BEIJING, Apr 24:  China will heighten oversight on wealth management products in 2013 by taking a closer look at money flows off banks’ balance sheets to reduce financial risks at a time when growth is slowing in the world’s No. 2 economy.
The China Banking Regulatory Commission (CBRC) also said  on Wednesday it remained committed to cutting risks from loans to local government financing vehicles (LGFVs) this year, but stopped short of any detailed action.
‘We will increase regulation on the structure and sales  of ealth management products and keep monitoring where the money is channelled,’ the CBRC said in its latest annual report.
Last month the regulator ordered banks to strengthen  checks on the underlying assets of a range of wealth management products, and limited such assets to 35 percent of banks’ total outstanding wealth management products, or 4 percent of their total assets, whichever is lower.
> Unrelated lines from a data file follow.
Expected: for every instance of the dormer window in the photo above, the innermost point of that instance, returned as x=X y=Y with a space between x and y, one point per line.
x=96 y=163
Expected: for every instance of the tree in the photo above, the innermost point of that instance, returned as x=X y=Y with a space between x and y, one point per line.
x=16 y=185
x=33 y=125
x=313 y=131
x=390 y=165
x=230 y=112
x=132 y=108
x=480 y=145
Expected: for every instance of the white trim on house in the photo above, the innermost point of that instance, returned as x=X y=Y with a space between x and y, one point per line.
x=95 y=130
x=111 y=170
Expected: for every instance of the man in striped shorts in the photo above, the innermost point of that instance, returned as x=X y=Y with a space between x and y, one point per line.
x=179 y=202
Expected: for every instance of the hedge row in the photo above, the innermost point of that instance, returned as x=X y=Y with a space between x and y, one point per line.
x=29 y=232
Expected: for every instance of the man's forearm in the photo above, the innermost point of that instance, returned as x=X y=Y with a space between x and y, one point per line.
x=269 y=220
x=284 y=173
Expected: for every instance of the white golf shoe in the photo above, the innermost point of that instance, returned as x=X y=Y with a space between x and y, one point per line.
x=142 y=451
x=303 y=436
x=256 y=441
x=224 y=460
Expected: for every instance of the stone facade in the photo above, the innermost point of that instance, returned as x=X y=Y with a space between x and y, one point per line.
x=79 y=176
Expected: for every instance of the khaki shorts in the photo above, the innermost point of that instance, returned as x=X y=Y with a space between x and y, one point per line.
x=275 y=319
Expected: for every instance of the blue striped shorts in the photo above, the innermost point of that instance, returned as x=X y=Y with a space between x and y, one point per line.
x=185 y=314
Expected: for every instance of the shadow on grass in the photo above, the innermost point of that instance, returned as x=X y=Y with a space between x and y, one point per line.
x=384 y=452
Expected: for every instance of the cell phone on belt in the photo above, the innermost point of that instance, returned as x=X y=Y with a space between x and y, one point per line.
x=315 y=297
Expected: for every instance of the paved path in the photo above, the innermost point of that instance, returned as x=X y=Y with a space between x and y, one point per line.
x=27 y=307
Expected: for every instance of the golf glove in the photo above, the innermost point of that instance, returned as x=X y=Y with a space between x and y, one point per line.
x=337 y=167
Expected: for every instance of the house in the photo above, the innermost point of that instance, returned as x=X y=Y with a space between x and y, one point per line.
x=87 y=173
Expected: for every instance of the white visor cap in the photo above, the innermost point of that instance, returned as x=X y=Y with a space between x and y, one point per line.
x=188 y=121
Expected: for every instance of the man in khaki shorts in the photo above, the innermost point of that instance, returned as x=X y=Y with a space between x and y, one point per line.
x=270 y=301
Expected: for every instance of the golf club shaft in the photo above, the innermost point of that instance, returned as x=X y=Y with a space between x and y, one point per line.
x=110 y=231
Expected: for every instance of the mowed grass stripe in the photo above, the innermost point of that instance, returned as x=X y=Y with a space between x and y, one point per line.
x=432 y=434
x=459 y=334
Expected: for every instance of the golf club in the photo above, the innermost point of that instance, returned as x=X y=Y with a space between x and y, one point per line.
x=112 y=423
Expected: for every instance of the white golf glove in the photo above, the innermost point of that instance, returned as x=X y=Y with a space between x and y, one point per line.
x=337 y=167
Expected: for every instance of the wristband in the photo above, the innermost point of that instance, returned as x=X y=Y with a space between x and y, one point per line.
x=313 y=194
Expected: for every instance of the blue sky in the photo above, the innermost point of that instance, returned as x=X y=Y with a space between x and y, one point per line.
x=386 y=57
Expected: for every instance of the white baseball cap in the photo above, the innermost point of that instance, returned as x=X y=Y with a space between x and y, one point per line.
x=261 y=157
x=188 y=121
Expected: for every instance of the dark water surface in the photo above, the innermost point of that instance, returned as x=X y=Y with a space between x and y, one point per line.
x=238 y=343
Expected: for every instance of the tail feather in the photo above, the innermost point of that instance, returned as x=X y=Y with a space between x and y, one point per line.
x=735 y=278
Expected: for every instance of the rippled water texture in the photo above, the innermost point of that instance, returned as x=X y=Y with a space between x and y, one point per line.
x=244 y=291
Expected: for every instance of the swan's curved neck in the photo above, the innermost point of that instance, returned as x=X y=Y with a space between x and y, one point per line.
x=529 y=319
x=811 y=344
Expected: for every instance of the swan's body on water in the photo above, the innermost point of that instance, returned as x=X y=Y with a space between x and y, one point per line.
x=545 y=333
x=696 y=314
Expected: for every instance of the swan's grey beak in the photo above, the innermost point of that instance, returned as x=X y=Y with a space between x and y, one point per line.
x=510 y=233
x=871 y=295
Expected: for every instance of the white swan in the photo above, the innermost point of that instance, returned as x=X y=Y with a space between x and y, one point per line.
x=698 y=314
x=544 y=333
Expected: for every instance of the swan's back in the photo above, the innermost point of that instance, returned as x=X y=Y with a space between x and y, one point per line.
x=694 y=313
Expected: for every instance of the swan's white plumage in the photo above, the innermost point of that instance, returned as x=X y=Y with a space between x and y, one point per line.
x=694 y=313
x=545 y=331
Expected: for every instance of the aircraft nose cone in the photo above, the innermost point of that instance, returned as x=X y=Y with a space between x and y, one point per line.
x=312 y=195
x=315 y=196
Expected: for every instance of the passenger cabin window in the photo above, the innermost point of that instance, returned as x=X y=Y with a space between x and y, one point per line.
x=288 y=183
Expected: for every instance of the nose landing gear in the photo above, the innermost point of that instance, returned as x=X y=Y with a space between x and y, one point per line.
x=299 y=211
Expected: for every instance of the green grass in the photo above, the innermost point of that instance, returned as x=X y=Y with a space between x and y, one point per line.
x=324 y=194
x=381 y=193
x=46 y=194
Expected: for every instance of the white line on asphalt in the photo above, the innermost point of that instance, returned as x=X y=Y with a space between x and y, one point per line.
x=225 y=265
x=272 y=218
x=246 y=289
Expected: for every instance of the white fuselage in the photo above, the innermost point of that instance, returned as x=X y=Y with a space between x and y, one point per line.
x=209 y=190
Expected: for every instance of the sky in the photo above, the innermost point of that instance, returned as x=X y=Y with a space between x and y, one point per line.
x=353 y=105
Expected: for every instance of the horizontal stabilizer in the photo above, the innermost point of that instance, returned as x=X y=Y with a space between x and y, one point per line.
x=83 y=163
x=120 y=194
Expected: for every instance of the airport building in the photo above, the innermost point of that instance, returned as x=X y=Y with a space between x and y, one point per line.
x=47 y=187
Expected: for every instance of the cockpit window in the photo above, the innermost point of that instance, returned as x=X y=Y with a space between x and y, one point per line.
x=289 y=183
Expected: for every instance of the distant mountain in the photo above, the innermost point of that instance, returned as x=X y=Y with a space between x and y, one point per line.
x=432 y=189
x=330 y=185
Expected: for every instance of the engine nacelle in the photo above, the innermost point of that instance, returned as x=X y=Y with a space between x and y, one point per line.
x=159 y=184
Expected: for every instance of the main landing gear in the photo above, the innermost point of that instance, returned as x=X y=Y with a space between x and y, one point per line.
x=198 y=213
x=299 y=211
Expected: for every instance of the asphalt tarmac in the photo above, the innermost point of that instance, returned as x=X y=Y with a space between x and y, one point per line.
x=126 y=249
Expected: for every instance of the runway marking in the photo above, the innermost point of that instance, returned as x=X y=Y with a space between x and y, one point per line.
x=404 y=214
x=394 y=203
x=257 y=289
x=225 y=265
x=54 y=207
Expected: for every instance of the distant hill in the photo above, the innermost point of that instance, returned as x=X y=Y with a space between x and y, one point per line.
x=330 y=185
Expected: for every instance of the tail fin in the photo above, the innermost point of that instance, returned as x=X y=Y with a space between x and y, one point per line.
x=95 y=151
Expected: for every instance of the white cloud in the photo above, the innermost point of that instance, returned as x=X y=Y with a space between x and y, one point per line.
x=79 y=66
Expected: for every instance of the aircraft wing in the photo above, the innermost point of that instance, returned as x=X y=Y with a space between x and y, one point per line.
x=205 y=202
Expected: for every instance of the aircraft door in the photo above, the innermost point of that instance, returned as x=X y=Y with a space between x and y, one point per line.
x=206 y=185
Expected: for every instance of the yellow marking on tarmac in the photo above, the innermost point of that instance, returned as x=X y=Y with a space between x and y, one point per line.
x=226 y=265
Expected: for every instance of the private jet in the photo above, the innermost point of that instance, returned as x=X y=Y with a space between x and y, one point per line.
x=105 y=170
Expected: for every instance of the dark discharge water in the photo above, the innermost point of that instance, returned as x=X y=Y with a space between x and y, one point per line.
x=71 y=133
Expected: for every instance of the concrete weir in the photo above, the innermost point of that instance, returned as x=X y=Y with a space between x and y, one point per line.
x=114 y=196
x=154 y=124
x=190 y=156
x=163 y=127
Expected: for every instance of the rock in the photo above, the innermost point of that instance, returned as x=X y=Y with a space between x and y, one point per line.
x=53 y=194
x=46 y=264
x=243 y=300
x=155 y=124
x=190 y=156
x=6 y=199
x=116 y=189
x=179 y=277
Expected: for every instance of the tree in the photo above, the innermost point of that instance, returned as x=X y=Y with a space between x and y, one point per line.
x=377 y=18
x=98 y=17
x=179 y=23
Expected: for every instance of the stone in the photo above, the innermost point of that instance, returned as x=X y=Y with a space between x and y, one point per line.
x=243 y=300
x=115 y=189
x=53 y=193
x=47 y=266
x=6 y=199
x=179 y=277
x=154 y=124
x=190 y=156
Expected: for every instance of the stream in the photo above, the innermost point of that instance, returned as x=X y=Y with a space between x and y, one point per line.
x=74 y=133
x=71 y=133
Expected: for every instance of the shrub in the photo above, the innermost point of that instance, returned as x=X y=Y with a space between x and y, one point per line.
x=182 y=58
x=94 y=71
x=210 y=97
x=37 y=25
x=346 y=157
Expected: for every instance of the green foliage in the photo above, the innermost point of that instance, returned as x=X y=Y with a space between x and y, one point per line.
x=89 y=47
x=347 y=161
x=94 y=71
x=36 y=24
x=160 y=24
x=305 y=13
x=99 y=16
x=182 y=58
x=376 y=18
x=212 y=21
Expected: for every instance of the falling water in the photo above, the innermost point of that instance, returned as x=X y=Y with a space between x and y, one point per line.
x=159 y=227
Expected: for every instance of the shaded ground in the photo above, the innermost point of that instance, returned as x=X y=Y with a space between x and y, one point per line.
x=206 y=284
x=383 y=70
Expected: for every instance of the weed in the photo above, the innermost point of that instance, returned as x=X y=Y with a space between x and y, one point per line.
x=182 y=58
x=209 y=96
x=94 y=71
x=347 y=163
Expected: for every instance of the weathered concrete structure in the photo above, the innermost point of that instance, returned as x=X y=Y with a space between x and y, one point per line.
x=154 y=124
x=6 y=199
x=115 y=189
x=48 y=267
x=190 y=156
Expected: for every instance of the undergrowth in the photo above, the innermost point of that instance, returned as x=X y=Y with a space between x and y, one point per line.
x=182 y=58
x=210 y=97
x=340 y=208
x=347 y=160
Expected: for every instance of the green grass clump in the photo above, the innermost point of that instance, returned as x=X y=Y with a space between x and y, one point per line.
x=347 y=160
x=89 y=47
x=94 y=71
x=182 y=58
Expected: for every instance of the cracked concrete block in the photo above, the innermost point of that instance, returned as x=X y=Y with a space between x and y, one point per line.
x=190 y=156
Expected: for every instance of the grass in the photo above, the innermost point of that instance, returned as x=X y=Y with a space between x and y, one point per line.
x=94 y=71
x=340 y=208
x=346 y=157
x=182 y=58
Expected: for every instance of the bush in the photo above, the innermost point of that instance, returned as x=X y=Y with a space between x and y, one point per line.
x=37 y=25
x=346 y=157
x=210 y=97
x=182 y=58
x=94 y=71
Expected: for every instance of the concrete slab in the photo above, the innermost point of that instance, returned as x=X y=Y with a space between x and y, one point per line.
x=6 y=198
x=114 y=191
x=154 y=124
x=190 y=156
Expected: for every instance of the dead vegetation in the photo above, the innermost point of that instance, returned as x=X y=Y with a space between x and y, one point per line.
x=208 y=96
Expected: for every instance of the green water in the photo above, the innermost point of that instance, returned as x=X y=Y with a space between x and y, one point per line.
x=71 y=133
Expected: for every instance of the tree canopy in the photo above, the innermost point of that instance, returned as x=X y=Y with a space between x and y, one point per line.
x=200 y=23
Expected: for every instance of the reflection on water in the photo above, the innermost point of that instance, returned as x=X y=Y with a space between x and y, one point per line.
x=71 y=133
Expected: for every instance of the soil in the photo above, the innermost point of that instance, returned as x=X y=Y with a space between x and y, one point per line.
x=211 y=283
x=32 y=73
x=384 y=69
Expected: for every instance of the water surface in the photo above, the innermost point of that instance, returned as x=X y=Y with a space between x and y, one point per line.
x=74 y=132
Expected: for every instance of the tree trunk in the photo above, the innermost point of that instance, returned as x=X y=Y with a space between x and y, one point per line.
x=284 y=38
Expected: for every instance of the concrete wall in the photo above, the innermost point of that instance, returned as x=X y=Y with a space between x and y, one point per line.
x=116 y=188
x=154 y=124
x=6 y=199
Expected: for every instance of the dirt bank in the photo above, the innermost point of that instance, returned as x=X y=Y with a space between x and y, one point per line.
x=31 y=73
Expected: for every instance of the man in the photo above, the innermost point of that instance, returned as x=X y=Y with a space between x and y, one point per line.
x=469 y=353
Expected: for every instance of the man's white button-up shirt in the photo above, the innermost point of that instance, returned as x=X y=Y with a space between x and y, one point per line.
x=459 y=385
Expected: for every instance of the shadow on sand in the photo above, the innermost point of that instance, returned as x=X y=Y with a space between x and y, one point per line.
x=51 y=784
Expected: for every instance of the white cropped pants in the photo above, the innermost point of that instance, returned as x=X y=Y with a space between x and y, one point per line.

Market concerns and regulators’ warnings over risks in China’s fast-growing wealth management sector came to a head late last year after one instrument sold through Hua Xia Bank failed to pay its annualised return, and China’s CITIC Trust announced a payment delay on one of its products.

The CBRC also said it would increase efforts to prevent credit defaults, to control the sizes of loans to LGFVs and improve Chinese banks’ lending structures, while guaranteeing sufficient funding for key projects under construction.
Almost 40 percent of loans to LGFVs will come due by 2016 and the outstanding amount of local government debt was estimated at 10.7 trillion yuan by the end of 2010.
CBRC Chairman Shang Fulin has previously warned that a  fresh spending push this year by local authorities will make it even harder for banks to limit their new lending to LGFVs.

The Chinese economy grew 7.7 percent in the first quarter from a year earlier, below expectations and sharply contrasting with a nearly 60 percent rise in the country’s total social financial, a broad measure of liquidity.
That raised worries that credit is not going into the  real economy.
‘We will keep a good track of the usage of bank loans to make sure bank credit is flowing into the real economy,’ the CBRC said in the report.